True, the Supreme Court ultimately (and correctly in our view) upheld the possession offence, but it called the trial judge’s ruling “courageous.” If judges can engage in reasonable disagreements about criminalizing possession, why can’t university professors? If the Supreme Court could acknowledge the courage of the other side, why could Cannon not do as much for Flanagan?

But does Flanagan really want to decriminalize consumption? Here’s the relevant part of his Lethbridge comments: “It is a real issue of personal liberty to what extent we put people in jail for doing something in which they do not harm another person.” Though this can certainly be read as a decriminalization argument, it might also suggest that demand-side consumption, while remaining a harmful crime, should be addressed more through treatment than incarceration — that we should jail mainly producers who “harm another person” directly. On this reading, Flanagan’s remarks do not treat any part of child pornography as a “victimless crime.”

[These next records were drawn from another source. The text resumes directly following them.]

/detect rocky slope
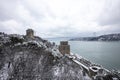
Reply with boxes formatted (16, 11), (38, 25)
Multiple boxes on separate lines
(0, 32), (91, 80)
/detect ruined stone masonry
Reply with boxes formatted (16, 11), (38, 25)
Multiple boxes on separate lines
(59, 41), (70, 55)
(26, 29), (34, 39)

Of course, we cannot know which position Flanagan was taking in Lethbridge because he was shouted down before he could explain. Is it too much to expect that Cannon would have taken this into account as she considered whether or not to throw him under the bus? Does academic principle not require giving potential adversaries a full hearing lest we end up knocking down straw men?

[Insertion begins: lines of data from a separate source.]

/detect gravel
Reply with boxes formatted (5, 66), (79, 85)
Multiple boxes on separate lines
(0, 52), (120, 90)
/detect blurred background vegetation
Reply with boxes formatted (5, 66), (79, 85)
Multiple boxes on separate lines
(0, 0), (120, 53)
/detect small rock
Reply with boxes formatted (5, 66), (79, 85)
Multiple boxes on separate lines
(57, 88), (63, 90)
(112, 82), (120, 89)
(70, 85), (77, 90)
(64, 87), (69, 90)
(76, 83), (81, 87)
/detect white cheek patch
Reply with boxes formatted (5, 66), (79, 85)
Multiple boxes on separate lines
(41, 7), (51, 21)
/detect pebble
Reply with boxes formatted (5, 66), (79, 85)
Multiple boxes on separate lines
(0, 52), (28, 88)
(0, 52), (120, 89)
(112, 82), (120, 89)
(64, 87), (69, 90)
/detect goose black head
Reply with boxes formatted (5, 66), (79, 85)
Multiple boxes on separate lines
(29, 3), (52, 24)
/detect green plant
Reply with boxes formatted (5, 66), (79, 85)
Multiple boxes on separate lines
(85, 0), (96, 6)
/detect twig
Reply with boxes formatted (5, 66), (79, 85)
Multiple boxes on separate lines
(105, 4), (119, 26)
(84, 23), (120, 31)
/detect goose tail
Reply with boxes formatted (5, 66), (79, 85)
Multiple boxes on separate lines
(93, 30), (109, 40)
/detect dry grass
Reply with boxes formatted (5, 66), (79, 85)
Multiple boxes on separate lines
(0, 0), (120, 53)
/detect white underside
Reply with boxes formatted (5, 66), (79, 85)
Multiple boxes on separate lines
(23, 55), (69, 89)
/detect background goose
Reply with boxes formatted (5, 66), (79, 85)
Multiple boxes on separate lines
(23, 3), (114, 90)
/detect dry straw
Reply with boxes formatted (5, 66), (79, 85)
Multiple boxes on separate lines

Perhaps Cannon’s haste prevented her from learning that Flanagan got little opportunity to speak during a question period largely devoted to lengthy tirades against him, and that he was cut short in his admittedly imprudent attempt to address a planted child-pornography question in an event devoted to considering the Indian Act. If she did know, she chose to denounce his truncated answer rather than to defend the kind of full and civil debate that academic freedom is designed to promote. Either way, she helped consolidate the victory of the enemies of academic freedom.

Even more egregious is the final paragraph of Cannon’s statement:

Tom Flanagan has been on a research and scholarship leave from the University of Calgary since January of 2013. Tom Flanagan will remain on leave and will retire from the university on June 30, 2013.

Why was this relevant or, indeed, anyone’s business? There can be only one reason: that the university wanted publicly to distance itself from this embarrassing employee. Indeed, it seemed to many readers of Cannon’s statement that the university had pressured Flanagan to retire because of his Lethbridge indiscretion. True, a day later the university released a correction, noting that retirement was Flanagan’s choice and that he “had submitted his letter of retirement on Jan. 3, 2013,” before his Lethbridge talk. Too late. The damage was done.

Tom Flanagan, a fellow of the Royal Society of Canada, will retire this June after 45 years of distinguished service at the University of Calgary. His voluminous and wide-ranging scholarship, while often controversial, appears in the best journals and university presses, has been widely praised for its quality, and has won major prizes. As he prepares to leave, his employer, in a fit of “moral panic,” is seen showing him the door rather than celebrating his achievements.

The university’s handling of this case has brought a palpable chill to the air of academic freedom at the U of C and is a blow to the institution’s reputation. An apology is owed not just to Tom Flanagan but to the entire campus community.